Night turned to day as the fireball climbed to eleven hundred feet, and sheets of rocket fuel fell like burning rain, setting fires all around the navy yard, while bits of the Asia Star’s hull scythed through the base like shrapnel, leveling buildings and wrecking vehicles.

The concussion plucked the floundering patrol boat from the sea and sent it tumbling across the surface of the bay, rolling it like a log down a mountainside. With each revolution more of her upperworks tore free. First it was her fore gun mounts, then the pair of .50 calibers at her stern, and finally her small cabin came apart, leaving just her hull to barrel roll atop the waves.

The noise dampener did its job, but still the concussion wave rang through the Discovery 1000 as though she was a bell. The whole hull shook as the shock wave passed over and the plucky little sub lurched forward, then ebbed violently, straining the safety straps and scattering loose equipment from storage bins. Eardrums were brutally assaulted by the blast, and had it not been for the counterfrequencies channeled into the headsets, the four men would have been permanently deafened.

As it was, Cabrillo had to shout at the top of his lungs to inquire about his men. Eddie and Hali were unscathed, but Max had taken a bump on the head from a falling battery. The skin hadn’t broken, and he hadn’t been knocked out. He’d suffer a headache for a while, and it would take days for the knot already forming to subside.

“All right, Eddie, take us home.”

The minisub slipped out of the harbor undetected and was two miles from the coast before they picked up helicopters thundering toward Wonsan. The choppers were flying too high and too fast to be ASW (antisubmarine warfare) birds. They were most likely rescue helos ferrying medical supplies and personnel to the devastated base.

Like all other coastal nations on earth, North Korea was afforded twelve miles of ocean as sovereign territory. Just to play it safe, Juan Cabrillo had scheduled the rendezvous for twenty miles out, a long slog in the reeking confines of the Discovery that took nearly three hours longer than planned. The Discovery had to stay deep as dawn approached in case the North Koreans did send out aerial reconnaissance.

At last they came to the spot of ocean, and Eddie eased the craft up from eighty feet where she’d remained hidden. The underside of the Oregon’s hull was coated with red antifouling paint and loomed over the small sub. Juan noted with pride that the hull was clear of barnacles and looked as new as the day he’d taken possession of her.
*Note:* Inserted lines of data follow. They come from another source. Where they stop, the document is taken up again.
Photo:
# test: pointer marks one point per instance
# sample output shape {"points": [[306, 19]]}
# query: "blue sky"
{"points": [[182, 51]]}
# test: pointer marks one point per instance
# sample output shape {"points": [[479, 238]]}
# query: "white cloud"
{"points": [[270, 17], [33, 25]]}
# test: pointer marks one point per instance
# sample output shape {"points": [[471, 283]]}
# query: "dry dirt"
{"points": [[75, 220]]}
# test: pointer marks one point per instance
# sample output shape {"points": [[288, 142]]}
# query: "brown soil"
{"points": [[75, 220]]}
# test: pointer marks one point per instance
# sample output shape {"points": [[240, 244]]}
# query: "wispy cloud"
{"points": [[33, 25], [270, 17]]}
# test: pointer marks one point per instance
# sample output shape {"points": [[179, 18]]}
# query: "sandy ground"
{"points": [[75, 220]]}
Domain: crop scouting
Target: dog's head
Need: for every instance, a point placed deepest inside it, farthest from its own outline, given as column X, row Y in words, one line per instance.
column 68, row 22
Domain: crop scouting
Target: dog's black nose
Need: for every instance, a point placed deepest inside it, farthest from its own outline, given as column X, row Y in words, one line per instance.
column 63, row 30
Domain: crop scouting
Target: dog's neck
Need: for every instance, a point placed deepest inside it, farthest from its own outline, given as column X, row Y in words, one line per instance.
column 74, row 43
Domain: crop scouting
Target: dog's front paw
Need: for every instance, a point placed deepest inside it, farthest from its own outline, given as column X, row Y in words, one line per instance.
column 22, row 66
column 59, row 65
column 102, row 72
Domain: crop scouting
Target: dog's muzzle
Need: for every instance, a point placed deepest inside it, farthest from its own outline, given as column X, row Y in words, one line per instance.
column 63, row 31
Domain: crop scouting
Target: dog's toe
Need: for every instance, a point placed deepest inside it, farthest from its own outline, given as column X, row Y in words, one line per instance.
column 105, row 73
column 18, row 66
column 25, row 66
In order to take advantage of the tremendous power generated by her revolutionary engines, the Oregon utilized an MDV design as perfected by high-speed European express ferries. Her monohull, deep V arrangement allowed her to knife through the seas at unheard-of speeds. To maintain stability she sported several retractable T-foils and fins, undersea wings that kept her planing smoothly at up to forty knots. Beyond that speed the wings produced too much drag. They were drawn back to the hull, and the crew had to strap themselves in like offshore hydroplane racers.